Beautifully told and illustrated richly with paintings of color, depth and detail, Ms. Bartone’s book relates the story of young Peppe who probably has thousands of brothers in tone and telling among many ethnic groups having the common experience of leaving the comfort and known quantity of a homeland to seek a better life for their families in America.
Residing in a tenement building painted with wonderful detail on the Mulberry Street of the New York City of the early 1900’s, Peppe’s father, an immigrant from Naples, Italy is ill and unable to work. The young Peppe has big shoes to fill as the breadwinner of seven sisters and two parents! Peppe multiple inquiries for a position among the various shopkeepers are fruitless and he is desperate. Finally, his tenacity is rewarded when he is offered a temporary job to aid his friend, Domenico – that of lamplighter!
Kids will marvel at this pre Thomas Alva Edison world where electricity does not exist and outdoor evening lighting is provided by a lamplighter whose task, to Peppe at least, borders on the magical.
Each evening at twilight Peppe took the long stick
of the lamplighter and passed through the street.

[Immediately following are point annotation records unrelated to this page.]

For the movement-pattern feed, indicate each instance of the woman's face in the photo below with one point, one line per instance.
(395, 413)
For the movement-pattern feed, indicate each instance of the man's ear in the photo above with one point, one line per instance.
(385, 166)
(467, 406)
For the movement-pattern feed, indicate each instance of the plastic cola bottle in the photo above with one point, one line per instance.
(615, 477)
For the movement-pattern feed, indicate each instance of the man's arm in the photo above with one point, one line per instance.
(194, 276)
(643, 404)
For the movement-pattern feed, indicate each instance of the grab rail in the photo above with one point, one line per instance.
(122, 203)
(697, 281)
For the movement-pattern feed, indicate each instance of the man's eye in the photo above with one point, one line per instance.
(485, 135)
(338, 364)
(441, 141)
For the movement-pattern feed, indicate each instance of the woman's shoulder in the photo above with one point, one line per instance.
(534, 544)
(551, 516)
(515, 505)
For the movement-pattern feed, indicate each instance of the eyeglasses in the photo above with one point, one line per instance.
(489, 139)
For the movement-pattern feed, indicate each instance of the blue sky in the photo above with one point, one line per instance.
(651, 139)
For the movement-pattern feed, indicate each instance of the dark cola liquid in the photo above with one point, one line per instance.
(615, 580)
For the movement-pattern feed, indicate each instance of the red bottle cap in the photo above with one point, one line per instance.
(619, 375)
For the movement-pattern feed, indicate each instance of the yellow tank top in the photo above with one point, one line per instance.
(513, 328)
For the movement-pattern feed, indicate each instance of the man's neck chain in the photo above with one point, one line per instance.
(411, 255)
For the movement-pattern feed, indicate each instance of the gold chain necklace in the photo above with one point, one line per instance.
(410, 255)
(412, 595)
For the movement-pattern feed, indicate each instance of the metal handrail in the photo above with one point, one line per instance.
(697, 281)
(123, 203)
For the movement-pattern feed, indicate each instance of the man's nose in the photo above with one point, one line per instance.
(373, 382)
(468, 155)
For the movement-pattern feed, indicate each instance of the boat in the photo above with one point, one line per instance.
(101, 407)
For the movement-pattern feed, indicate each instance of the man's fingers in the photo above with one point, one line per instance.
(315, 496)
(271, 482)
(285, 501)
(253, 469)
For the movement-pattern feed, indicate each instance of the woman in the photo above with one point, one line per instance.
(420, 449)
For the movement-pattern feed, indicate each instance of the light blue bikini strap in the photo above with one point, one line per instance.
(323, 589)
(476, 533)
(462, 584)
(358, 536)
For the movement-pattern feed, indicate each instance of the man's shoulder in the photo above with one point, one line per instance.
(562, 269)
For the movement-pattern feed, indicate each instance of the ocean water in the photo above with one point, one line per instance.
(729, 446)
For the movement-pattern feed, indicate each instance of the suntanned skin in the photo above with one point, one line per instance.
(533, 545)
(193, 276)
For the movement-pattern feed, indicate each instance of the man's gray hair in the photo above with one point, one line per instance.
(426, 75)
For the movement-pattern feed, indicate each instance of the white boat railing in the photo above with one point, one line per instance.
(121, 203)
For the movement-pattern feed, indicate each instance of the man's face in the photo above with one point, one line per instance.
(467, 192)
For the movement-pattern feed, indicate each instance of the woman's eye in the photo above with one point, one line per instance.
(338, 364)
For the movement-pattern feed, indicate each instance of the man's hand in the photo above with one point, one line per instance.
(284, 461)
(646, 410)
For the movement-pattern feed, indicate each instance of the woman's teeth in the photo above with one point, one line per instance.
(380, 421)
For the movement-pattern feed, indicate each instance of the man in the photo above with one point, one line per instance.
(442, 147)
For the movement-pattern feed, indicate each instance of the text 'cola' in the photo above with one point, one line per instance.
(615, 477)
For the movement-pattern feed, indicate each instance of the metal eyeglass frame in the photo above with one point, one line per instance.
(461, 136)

He reached high for the first streetlamp, poked
open the glass, and set the lamp aflame. Then one by
one he lit them all – and each one Peppe imagined to
a small flame of promise for the future.
With each sputter of light, Peppe makes a wish, each in their turn, for all of the people he loves and for the particular need he feels they have.
But Peppe’s father is less than pleased with this new job as he angrily declares, “Did I come to America for my son to light the streetlamps?” and yells from a window dire predictions, “You’ll belong to the streets!” The first night Peppe acquiesces to his father’s demand to quit,
a sudden turn of events comes upon the family with the disappearance of the youngest, Assunta, as Peppe’s father frantically calls, “Dov’ e mia bambina?”
Will Assunta be found in the unlit streets of Little Italy or will Peppe find a way to light her way home?
This immigrant story of family love and light is one worth hearing and telling to a new generation of young listeners. Bellisimo, Peppe!